Clearly, the balance of these proxy rights is the most basic and primary concern for policy making in the industry. There is an obvious need for proper evaluation of foreign ownership and abusive transfer pricing activities. Indeed, nowhere in this APA process is there a provision for third-party rights such as those of the fishermen to receive their portion in "an economically fair and justified price," especially if it has not yet been attained.
In many species, catch prices are cascading, denying the harvesting sector its rightful rewards. For that reason alone, the entire record of the Bristol Bay antitrust suit should be made public, and not protected by lawyer tricks of "confidentiality orders." That is an outright contempt of the American taxpayer's rights to know.
The North Pacific Fisheries Management Council (NPFMC) has great responsibility to U.S. citizens and taxpayers. The MFCMA should be changed to deny foreign "agents of influence" from surreptitiously operating under the mask of U.S. faces on our public agencies or during any testimony.
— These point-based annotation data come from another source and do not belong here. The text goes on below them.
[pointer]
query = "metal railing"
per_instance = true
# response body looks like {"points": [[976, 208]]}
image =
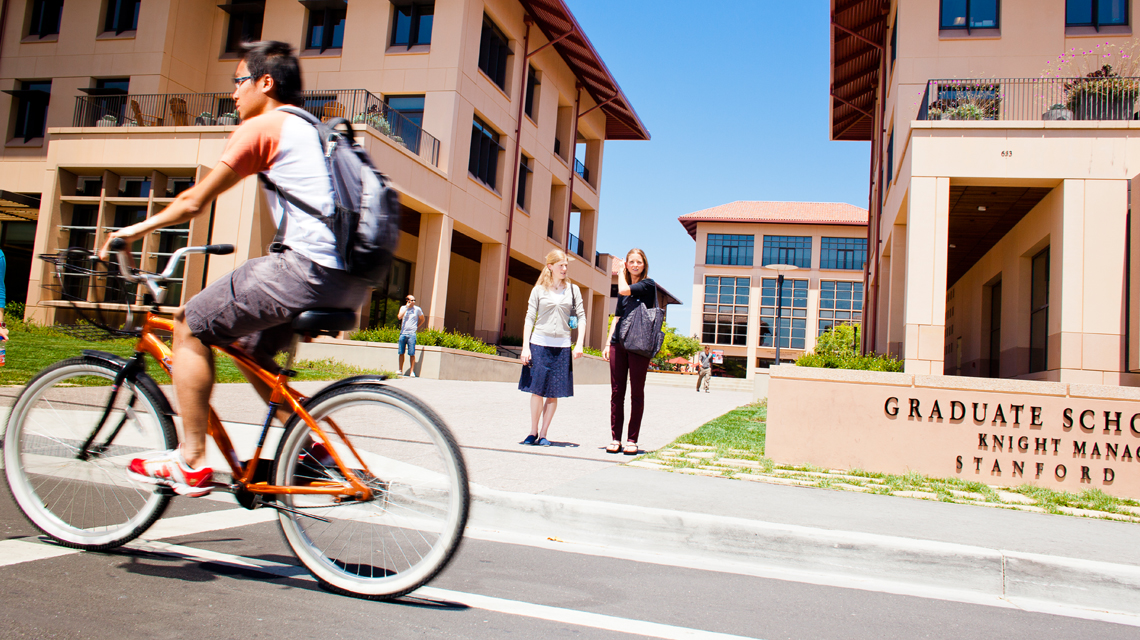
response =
{"points": [[576, 245], [186, 110], [580, 169], [1031, 98]]}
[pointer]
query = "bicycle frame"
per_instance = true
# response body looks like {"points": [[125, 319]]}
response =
{"points": [[283, 395]]}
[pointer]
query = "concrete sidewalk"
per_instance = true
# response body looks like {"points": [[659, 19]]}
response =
{"points": [[581, 496]]}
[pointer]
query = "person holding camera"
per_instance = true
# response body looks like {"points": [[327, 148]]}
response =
{"points": [[553, 312], [412, 320]]}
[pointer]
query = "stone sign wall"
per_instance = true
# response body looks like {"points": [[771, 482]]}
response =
{"points": [[1006, 432]]}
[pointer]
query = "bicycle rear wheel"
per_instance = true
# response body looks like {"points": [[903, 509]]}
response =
{"points": [[400, 539], [86, 503]]}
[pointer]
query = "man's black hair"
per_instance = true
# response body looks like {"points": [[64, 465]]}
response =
{"points": [[275, 59]]}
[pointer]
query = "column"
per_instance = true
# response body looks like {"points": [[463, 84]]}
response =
{"points": [[489, 306], [893, 318], [1085, 306], [433, 264], [925, 315]]}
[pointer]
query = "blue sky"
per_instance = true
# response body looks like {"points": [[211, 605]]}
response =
{"points": [[735, 98]]}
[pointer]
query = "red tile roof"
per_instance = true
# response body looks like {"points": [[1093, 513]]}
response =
{"points": [[778, 212]]}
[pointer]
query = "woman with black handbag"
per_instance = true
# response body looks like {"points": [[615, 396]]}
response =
{"points": [[554, 309], [634, 289]]}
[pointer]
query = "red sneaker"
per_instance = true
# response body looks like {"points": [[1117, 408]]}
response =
{"points": [[169, 469]]}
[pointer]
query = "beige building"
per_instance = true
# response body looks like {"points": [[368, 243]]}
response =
{"points": [[490, 116], [734, 296], [1001, 186]]}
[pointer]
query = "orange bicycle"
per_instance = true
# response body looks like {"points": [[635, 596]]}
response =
{"points": [[368, 483]]}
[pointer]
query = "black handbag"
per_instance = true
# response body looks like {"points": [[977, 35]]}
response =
{"points": [[641, 330]]}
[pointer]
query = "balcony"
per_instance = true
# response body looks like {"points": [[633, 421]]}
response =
{"points": [[580, 169], [1031, 98], [204, 110]]}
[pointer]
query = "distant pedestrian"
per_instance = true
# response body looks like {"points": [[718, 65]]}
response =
{"points": [[547, 374], [412, 320], [705, 359], [634, 288]]}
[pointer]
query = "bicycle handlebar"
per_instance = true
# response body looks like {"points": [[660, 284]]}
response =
{"points": [[120, 246]]}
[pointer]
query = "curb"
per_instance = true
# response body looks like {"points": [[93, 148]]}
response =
{"points": [[1071, 582]]}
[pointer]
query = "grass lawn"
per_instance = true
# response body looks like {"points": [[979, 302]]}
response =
{"points": [[32, 348], [732, 446]]}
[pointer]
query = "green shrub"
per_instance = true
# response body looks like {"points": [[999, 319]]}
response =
{"points": [[426, 338], [838, 348]]}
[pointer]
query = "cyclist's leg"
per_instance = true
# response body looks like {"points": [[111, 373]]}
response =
{"points": [[193, 379]]}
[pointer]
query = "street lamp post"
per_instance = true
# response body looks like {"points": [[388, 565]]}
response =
{"points": [[780, 272]]}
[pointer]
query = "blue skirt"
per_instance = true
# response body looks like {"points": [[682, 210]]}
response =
{"points": [[548, 373]]}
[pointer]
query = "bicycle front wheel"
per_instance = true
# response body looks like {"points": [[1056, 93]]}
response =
{"points": [[86, 500], [400, 539]]}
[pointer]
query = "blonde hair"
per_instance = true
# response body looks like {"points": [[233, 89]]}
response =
{"points": [[546, 278], [644, 260]]}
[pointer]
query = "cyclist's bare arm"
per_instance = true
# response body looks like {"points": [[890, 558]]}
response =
{"points": [[188, 204]]}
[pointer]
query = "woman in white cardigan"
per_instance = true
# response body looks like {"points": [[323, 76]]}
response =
{"points": [[554, 308]]}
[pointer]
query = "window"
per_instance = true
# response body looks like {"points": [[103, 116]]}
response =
{"points": [[969, 14], [995, 331], [724, 249], [245, 21], [894, 41], [326, 27], [485, 150], [412, 24], [494, 50], [725, 314], [788, 250], [523, 180], [408, 127], [792, 313], [122, 15], [890, 161], [46, 16], [532, 83], [133, 187], [1096, 13], [176, 186], [88, 185], [840, 302], [1039, 313], [31, 106], [843, 253]]}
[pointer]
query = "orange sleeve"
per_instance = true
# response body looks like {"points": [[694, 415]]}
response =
{"points": [[253, 146]]}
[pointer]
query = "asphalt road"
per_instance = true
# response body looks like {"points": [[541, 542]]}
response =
{"points": [[491, 590]]}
The Act should also require the full disclosure of all financial documents and transfer pricing criteria to U.S. authorities, under strengthened guidelines that guarantee access to foreign owner's records to ensure fairness.
Groundswell calls for a "rising above gear issues, getting around onshore & offshore allocations, and going beyond a focus on species." Minor issues have distracted us from examining the truth of foreign ownership, exposing ATP, and following up on MFCMA with the second-generation legislation needed to truly obtain the maximum economic benefit from U.S. fisheries. We have forsaken alternative markets, welcomed a broken price mechanism, and created severed bonds between independent yet captive harvesters and their compromised processors who serve foreign interests.
Only if we are armed with the economic facts can correct policy result. Employing typical neo-classical economists will not attain this. Rather, start with a review of the history of the 'banana republics' of Central America, and "the grain merchants", or other agricultural examples.
Then, understand and apply the new paradigms of "competitive advantages within industry-segments", and toss out the stand-alone notion of "comparative factor advantages" and especially the incorrect theory of "free trade" between nations.
The global tax strategies of MNEs can readily prevent U.S. subsidiaries from paying for national resources at values reflecting fair market prices.
ATP strategies can keep currency rate changes and market forces from influencing your fish price. The current East Asian financial crisis will only increase the pressures for repatriation. Japanese banks will be under increasing pressures to lower all cash outflows through their U.S. subsidiaries, and that will mean lower fish prices. In effect, fishermen may directly subsidize the crisis.
So, as fishermen, you must become increasingly concerned and educate yourselves on the modern complexities of how these tax and trade issues work together against you.
Again - write on your tax forms and checks: "Stop Abusive Transfer Pricing in the North Pacific Seafood industry" (more simply, Stop ATP in NP Fisheries).